Nanosized TiO2 exposure resulted in neurotoxicity via impairing NMDA receptor-mediated postsynaptic signaling cascade in mice

Abstract

The central nervous system (CNS) toxicity induced by exposure to nano-sized particles is of great concern, but the mechanism of how this toxicity may be incurred has yet to be elucidated. Here, we examined how N-methyl-D-aspartate (NMDA) receptor-mediated postsynaptic signaling cascade may be affected by titanium dioxide particles (TiO2 NPs) exposure for six consecutive months to contribute to the observed neurotoxicity. The results suggest that long-term exposure to TiO2 NPs led to titanium accumulation and iron reduction in the blood and hippocampus tissues, and significant hippocampal injury as well as reduction of learning and memory in mice.

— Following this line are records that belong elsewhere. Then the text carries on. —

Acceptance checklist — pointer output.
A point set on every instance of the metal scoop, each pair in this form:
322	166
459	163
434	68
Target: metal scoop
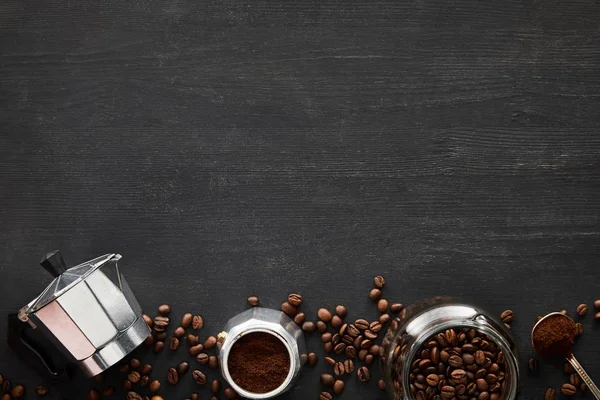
568	354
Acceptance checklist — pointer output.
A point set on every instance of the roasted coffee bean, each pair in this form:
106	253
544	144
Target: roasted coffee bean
199	377
507	316
568	390
179	332
94	394
325	396
375	294
195	350
161	323
43	390
210	342
338	369
202	358
533	364
295	299
582	309
197	322
172	376
348	366
18	391
379	282
309	327
131	396
300	318
324	315
134	377
363	374
341	311
154	386
382	305
173	343
327	379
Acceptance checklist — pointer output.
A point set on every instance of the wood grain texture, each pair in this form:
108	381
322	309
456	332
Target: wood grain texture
229	148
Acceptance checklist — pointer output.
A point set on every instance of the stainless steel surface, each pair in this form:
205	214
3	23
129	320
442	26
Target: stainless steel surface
271	321
571	358
418	322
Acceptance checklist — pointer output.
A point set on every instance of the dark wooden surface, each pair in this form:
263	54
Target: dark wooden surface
229	148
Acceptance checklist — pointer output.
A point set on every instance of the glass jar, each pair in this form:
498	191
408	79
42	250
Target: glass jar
417	323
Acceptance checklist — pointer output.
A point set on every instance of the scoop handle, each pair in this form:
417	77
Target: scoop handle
584	376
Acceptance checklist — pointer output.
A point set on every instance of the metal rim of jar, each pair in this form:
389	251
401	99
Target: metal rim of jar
241	391
512	362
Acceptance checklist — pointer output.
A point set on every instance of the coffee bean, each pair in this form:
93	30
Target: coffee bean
327	379
295	299
195	350
309	327
384	318
197	322
338	387
324	315
161	323
172	376
202	358
533	364
159	346
568	390
199	377
341	311
338	369
582	309
379	282
375	294
18	391
134	377
507	316
348	366
382	305
148	320
363	374
337	322
154	386
93	394
300	318
43	390
325	396
210	342
173	343
131	396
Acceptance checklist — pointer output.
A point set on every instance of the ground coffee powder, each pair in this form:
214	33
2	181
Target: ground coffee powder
259	362
554	336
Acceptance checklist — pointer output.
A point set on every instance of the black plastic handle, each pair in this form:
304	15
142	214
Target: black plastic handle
20	340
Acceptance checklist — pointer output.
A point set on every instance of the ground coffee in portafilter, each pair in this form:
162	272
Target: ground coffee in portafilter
259	362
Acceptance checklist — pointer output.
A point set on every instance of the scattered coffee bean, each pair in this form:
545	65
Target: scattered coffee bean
379	282
172	376
295	299
568	390
327	379
300	318
173	343
164	310
199	377
582	309
338	387
363	373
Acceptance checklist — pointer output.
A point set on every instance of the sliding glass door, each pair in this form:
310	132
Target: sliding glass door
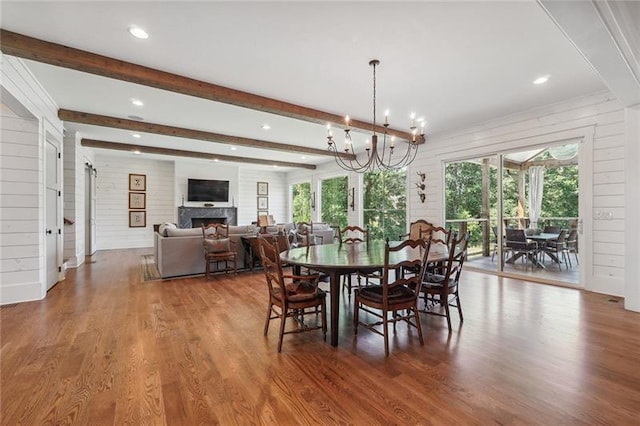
521	210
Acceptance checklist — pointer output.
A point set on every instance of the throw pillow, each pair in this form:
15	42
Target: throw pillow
162	229
183	232
217	245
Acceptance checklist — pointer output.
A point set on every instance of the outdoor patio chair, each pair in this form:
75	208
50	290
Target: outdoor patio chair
520	247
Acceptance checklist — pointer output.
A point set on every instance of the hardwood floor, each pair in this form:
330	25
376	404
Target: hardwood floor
105	347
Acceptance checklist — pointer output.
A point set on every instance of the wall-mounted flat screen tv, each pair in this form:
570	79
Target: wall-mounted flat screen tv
208	190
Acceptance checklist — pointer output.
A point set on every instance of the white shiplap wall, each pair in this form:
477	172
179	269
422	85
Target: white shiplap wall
112	189
20	199
248	179
75	159
597	116
27	110
166	185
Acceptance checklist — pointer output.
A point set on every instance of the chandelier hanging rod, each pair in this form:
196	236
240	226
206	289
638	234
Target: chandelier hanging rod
383	159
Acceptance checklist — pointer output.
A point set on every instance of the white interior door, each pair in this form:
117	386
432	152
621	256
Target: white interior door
53	232
90	211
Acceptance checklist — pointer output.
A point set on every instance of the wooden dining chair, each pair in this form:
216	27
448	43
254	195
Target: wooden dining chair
439	236
440	288
218	248
396	297
290	296
352	234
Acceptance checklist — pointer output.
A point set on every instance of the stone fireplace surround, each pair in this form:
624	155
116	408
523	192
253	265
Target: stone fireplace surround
185	214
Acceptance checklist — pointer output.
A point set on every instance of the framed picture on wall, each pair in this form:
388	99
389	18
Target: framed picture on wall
263	188
263	203
137	200
137	219
137	182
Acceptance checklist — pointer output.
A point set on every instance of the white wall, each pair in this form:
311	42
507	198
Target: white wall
166	185
112	208
75	159
632	205
28	113
596	116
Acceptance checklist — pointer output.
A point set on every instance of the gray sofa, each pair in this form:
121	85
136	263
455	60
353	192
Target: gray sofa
179	251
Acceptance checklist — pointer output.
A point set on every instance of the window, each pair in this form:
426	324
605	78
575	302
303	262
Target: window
385	203
301	202
334	201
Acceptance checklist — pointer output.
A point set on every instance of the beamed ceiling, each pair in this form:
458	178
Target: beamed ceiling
211	74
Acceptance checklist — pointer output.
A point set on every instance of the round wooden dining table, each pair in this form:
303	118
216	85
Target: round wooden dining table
336	260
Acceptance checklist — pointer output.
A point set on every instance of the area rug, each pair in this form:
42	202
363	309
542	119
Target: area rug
148	268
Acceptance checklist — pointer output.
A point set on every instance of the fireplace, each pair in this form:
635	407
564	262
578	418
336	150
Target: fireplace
197	222
192	217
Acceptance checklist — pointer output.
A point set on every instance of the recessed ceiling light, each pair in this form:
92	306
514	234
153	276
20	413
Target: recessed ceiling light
138	32
541	80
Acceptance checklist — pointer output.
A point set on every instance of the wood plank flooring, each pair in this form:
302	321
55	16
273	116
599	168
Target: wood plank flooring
106	348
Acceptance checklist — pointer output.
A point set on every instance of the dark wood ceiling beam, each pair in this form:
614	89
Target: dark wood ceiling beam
93	143
63	56
180	132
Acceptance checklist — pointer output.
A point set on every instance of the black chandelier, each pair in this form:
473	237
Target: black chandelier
383	158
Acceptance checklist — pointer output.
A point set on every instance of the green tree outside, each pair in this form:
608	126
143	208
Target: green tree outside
301	202
385	204
334	201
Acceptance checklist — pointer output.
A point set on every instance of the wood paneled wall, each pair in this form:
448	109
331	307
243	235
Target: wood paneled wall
598	116
25	114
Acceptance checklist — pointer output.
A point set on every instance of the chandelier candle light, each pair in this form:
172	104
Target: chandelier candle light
382	159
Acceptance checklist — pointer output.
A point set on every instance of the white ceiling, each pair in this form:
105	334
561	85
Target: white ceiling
453	63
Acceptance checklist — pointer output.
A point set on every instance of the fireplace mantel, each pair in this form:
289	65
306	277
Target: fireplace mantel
185	214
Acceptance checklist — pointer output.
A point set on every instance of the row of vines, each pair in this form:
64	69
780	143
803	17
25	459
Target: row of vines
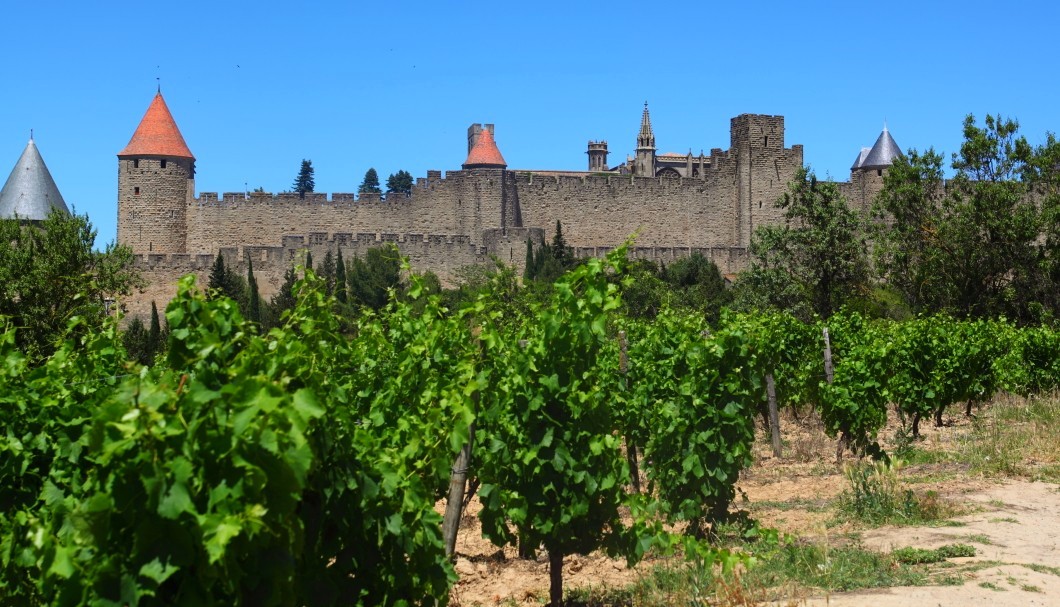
303	465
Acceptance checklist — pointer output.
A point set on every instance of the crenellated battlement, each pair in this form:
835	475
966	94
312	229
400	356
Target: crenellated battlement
435	179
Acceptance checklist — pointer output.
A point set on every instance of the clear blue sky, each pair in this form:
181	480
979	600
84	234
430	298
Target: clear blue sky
255	87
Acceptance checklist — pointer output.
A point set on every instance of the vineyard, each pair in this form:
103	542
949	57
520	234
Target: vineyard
302	465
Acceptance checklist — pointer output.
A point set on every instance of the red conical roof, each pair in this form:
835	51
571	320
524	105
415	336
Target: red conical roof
484	154
157	135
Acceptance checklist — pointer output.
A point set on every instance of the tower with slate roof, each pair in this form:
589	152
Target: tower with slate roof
867	172
30	193
156	183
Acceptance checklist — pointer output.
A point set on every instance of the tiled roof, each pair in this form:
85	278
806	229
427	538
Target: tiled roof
30	192
484	154
157	135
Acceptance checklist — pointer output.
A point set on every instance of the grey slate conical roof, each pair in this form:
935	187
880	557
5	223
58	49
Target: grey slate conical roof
30	193
883	153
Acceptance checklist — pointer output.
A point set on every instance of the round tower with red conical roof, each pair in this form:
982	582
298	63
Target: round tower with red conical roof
156	183
482	150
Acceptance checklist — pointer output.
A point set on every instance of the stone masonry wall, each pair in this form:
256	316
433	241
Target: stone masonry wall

The CNS injuries following long-term TiO2 NP exposure were closely associated with significant reductions in NR1, NR2A, NR2B, calcium/calmodulin-dependent protein kinase II, postsynaptic density protein 95, nuclear activated extracellular-signal regulated kinase (ERK1/2), Dexras1, CAPON, peripheral benzodiazepine receptor-associated protein, and divalent metal transporter as well as elevation of synaptic Ras GTPase- activating protein and neural nitric oxide synthase in the hippocampus. It implies that long-term exposure to TiO2 NPs may induce neurotoxic effects via impairing NMDA receptor-mediated postsynaptic signaling cascade in animals. © 2014 Sheng L, et al.